Wenn unbewusste Konflikte gelöst werden, kann aus dem starren Entweder-Oder ein flexibles Sowohl-als-auch werden. Dadurch erfolgt eine Energetisierung des Selbst („ruhende Besetzung“), die Besonnenheit gewährleistet und es Menschen ermöglicht, das umzusetzen, was ihnen wichtig ist und ihnen Freude bereitet.

 

 

 

Zusammenfassung

 

Ziel einer Psychoanalyse ist es, Leidenszustände und Symptome überwinden zu helfen.

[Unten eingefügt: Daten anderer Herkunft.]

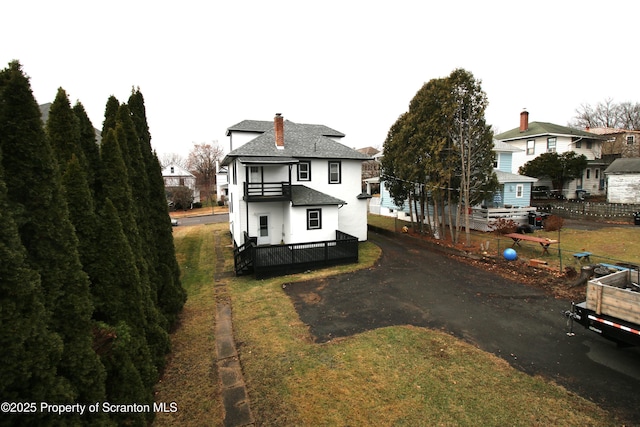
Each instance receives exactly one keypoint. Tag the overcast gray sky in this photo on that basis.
(203, 66)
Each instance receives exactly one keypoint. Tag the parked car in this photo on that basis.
(541, 192)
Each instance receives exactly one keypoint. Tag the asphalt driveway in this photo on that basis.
(415, 285)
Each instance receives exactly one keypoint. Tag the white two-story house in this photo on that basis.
(535, 138)
(293, 183)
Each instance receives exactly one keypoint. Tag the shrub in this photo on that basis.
(553, 223)
(504, 226)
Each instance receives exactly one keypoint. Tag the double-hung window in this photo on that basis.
(304, 171)
(335, 172)
(531, 147)
(314, 219)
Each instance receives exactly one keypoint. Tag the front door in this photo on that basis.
(263, 230)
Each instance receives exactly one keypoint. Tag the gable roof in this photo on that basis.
(499, 146)
(262, 126)
(543, 128)
(625, 165)
(250, 126)
(300, 141)
(504, 177)
(302, 195)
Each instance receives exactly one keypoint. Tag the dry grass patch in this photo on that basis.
(190, 378)
(389, 376)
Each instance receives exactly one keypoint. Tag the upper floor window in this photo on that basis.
(314, 219)
(335, 172)
(304, 171)
(531, 147)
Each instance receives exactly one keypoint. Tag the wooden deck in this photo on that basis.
(271, 260)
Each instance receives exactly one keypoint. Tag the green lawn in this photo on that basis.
(400, 375)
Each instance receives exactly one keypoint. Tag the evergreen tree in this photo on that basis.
(30, 350)
(120, 303)
(82, 213)
(88, 144)
(63, 130)
(110, 113)
(34, 188)
(115, 187)
(171, 296)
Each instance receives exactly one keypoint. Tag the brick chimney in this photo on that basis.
(278, 123)
(524, 121)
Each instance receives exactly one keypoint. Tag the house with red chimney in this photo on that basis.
(292, 184)
(535, 138)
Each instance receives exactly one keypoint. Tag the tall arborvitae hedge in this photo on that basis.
(63, 131)
(119, 300)
(90, 282)
(171, 296)
(30, 350)
(34, 190)
(88, 143)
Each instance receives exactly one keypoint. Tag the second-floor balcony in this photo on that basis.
(267, 191)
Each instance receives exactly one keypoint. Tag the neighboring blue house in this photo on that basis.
(514, 193)
(515, 190)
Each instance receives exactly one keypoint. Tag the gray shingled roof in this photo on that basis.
(542, 128)
(264, 126)
(251, 126)
(304, 196)
(300, 141)
(626, 165)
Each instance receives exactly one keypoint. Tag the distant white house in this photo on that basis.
(535, 138)
(623, 181)
(177, 176)
(293, 183)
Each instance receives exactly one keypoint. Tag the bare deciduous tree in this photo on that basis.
(608, 114)
(172, 159)
(202, 163)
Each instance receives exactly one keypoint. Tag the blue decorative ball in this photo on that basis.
(509, 254)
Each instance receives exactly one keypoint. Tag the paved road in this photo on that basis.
(202, 219)
(520, 323)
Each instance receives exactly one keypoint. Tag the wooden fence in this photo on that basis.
(574, 209)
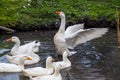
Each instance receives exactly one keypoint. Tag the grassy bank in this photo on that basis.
(25, 14)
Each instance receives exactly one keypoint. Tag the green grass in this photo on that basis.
(40, 12)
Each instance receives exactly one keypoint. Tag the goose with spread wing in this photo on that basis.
(39, 71)
(74, 35)
(16, 49)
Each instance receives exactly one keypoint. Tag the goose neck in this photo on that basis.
(48, 64)
(62, 25)
(21, 64)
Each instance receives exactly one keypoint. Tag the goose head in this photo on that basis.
(13, 39)
(48, 62)
(22, 60)
(61, 14)
(57, 70)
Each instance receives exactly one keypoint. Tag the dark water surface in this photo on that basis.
(98, 59)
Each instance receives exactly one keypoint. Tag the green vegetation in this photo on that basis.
(25, 14)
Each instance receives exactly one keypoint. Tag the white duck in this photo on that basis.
(17, 49)
(8, 67)
(16, 58)
(74, 35)
(38, 71)
(55, 76)
(65, 63)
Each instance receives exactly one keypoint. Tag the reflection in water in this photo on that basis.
(98, 59)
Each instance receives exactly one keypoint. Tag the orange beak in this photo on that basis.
(53, 60)
(58, 12)
(29, 58)
(9, 40)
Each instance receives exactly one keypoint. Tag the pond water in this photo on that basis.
(98, 59)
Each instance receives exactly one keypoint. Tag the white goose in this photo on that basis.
(55, 76)
(39, 71)
(16, 58)
(74, 35)
(17, 49)
(8, 67)
(65, 63)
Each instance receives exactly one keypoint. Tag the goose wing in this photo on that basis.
(82, 36)
(74, 28)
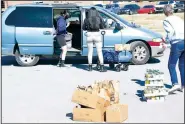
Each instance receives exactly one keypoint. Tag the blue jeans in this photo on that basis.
(177, 53)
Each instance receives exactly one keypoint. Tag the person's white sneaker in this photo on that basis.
(174, 88)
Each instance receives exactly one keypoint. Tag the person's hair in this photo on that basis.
(168, 9)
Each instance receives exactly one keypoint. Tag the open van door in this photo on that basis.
(34, 33)
(111, 37)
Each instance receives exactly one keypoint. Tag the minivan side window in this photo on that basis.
(109, 22)
(10, 20)
(40, 17)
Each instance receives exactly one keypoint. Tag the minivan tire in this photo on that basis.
(138, 45)
(34, 59)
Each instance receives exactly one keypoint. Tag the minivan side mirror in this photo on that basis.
(118, 26)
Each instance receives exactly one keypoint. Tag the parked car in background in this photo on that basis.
(129, 9)
(115, 8)
(100, 5)
(147, 9)
(29, 40)
(159, 7)
(179, 6)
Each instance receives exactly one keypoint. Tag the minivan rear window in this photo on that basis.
(34, 17)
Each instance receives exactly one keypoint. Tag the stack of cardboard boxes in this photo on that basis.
(94, 107)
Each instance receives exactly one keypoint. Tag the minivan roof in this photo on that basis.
(68, 5)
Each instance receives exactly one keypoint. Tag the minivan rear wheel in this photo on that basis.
(26, 60)
(140, 53)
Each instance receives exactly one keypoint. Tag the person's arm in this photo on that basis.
(84, 27)
(102, 24)
(169, 30)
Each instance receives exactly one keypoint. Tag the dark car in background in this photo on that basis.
(129, 9)
(100, 5)
(115, 8)
(159, 7)
(147, 9)
(179, 6)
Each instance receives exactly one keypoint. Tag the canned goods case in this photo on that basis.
(122, 58)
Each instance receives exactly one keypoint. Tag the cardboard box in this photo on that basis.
(116, 113)
(88, 114)
(118, 47)
(90, 100)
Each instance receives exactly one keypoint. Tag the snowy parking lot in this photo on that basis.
(43, 93)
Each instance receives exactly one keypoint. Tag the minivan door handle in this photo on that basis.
(47, 32)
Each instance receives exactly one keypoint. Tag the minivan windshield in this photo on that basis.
(119, 18)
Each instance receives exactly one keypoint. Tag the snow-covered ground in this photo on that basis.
(43, 93)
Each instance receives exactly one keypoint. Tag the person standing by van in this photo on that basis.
(61, 32)
(174, 27)
(93, 23)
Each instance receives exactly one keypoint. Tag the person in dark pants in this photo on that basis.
(61, 32)
(94, 37)
(174, 27)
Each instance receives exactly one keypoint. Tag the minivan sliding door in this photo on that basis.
(34, 30)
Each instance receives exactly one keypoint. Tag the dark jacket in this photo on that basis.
(86, 25)
(61, 25)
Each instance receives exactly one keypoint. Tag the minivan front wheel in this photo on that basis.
(26, 60)
(140, 53)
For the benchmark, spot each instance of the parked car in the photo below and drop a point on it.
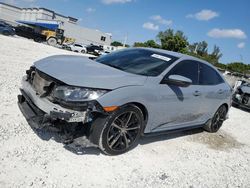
(241, 96)
(75, 47)
(94, 49)
(6, 29)
(29, 33)
(125, 94)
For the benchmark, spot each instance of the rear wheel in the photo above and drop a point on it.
(119, 132)
(52, 41)
(217, 120)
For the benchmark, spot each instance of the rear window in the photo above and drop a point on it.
(138, 61)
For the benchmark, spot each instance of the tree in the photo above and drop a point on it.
(173, 41)
(116, 43)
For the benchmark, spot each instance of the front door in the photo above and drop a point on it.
(179, 106)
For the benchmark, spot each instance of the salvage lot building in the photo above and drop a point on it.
(11, 14)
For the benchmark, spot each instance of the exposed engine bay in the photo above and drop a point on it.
(241, 96)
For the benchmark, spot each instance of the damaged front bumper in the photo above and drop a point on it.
(41, 112)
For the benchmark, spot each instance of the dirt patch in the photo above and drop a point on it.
(217, 141)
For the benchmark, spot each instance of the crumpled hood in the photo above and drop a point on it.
(83, 72)
(245, 89)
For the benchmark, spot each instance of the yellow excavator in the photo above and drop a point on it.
(56, 37)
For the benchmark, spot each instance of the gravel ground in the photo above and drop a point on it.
(37, 159)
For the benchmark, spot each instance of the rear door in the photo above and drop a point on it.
(213, 89)
(180, 106)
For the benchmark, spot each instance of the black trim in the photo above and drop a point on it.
(173, 130)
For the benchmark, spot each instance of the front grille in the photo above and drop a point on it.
(41, 85)
(246, 99)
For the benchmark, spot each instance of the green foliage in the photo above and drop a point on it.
(116, 43)
(173, 41)
(178, 42)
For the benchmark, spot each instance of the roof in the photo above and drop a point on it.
(46, 25)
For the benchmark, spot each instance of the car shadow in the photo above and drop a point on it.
(242, 108)
(82, 146)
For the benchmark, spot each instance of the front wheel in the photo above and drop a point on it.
(52, 41)
(217, 120)
(119, 132)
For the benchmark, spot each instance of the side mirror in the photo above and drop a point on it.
(177, 80)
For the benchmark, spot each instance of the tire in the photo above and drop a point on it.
(52, 41)
(119, 132)
(6, 33)
(217, 120)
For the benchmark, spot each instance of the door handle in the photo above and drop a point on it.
(197, 93)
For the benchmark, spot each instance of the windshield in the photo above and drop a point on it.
(138, 61)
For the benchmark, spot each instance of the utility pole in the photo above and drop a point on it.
(125, 40)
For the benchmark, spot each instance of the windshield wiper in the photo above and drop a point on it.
(114, 66)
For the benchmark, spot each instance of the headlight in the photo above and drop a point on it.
(74, 94)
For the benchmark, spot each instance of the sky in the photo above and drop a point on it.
(225, 23)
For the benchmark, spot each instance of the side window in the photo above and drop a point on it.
(208, 76)
(188, 69)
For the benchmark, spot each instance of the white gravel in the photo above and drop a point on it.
(29, 159)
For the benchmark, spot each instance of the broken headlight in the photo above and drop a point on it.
(76, 94)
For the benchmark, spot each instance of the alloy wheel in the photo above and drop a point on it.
(123, 131)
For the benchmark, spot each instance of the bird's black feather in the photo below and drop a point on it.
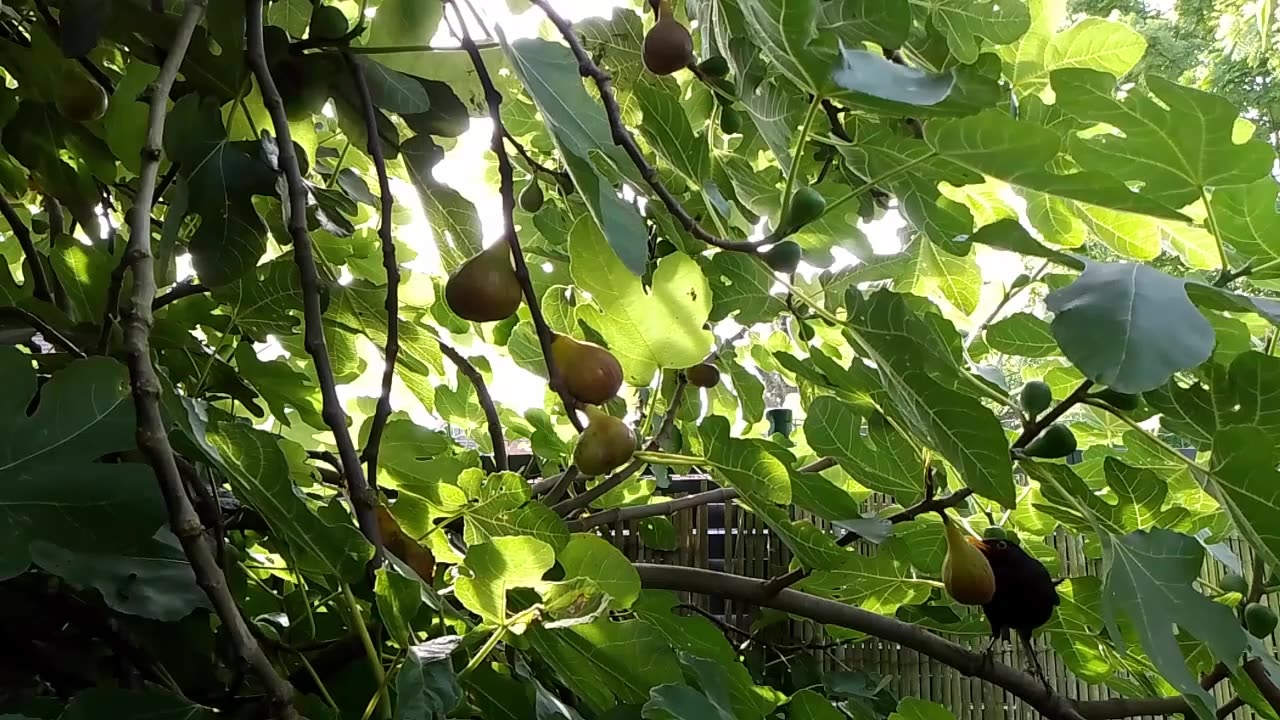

Das behandlungspraktische Vorgehen ergibt sich aus folgenden theoretischen Grundannahmen, die eng miteinander verknüpft sind:

 

1. Alle psychischen Vorgänge wurzeln im Unbewussten. Für ein glückliches Leben ist es notwendig, dem eigenen Unbewussten angstfrei begegnen zu können. Dann steht Ihnen Energie zur Verfügung, selbst gewählte Ziele zu verfolgen.

 

2. Gefühle, Überzeugungen und Verhaltensweisen lassen sich auf bestimmte Ursprünge zurückführen. Mit der Selbsterkenntnis ergibt sich eine Erkenntnis der umgebenden Welt. Es entsteht ein Moment der Freiheit, sich neu auszurichten.

 

3. Psychische Symptome basieren auf einem oder mehreren unbewussten Konflikten. Diese sind dem Gewahrsein entzogen, gelangen allerdings im psychoanalytischen Gespräch in Form von logischen Brüchen, Auslassungen und Abschweifungen an die Bewusstseinsoberfläche. Unbewusste Konflikte müssen gelöst werden, sodass lebensgeschichtlich bedeutsame Wünsche flexibel erfüllt bzw. modifiziert und reguliert werden können.

 

4. Die Ausweitung des reflexiven Bewusstseins, die Strukturierung des eigenen Unbewussten und die zunehmende Lösung zunächst unvereinbar erscheinender innerer Gegensätzlichkeiten führen zu einer Stärkung des Ichs. Es entsteht ein mentaler Möglichkeitsraum, der vor äußeren Belastungen schützt und ein wirklichkeitsgetreues Denken und Urteilen erlaubt. Das Überich repräsentiert die reife Persönlichkeit, die sich aus gelungenen Konfliktlösungen konstituiert. Dies setzt ein inneres Abschiednehmen von kindlichen Bedürfnissen voraus – etwa dem Wunsch, stets anerkannt und geliebt zu werden – was im Erwachsenenleben scheitern muss.

 

5. Durch Unterstützung und Resonanz ermöglicht eine Psychoanalyse eine bedeutsame neue interpersonelle Erfahrung und schafft eine Basis für neue positive Beziehungsmuster.

 

6. Dadurch erhöht sie den Energiestatus des Selbst. Sie werden wieder in die Lage versetzt, die Initiative zu ergreifen und Ihr Leben gemäß Ihren Vorstellungen zu führen.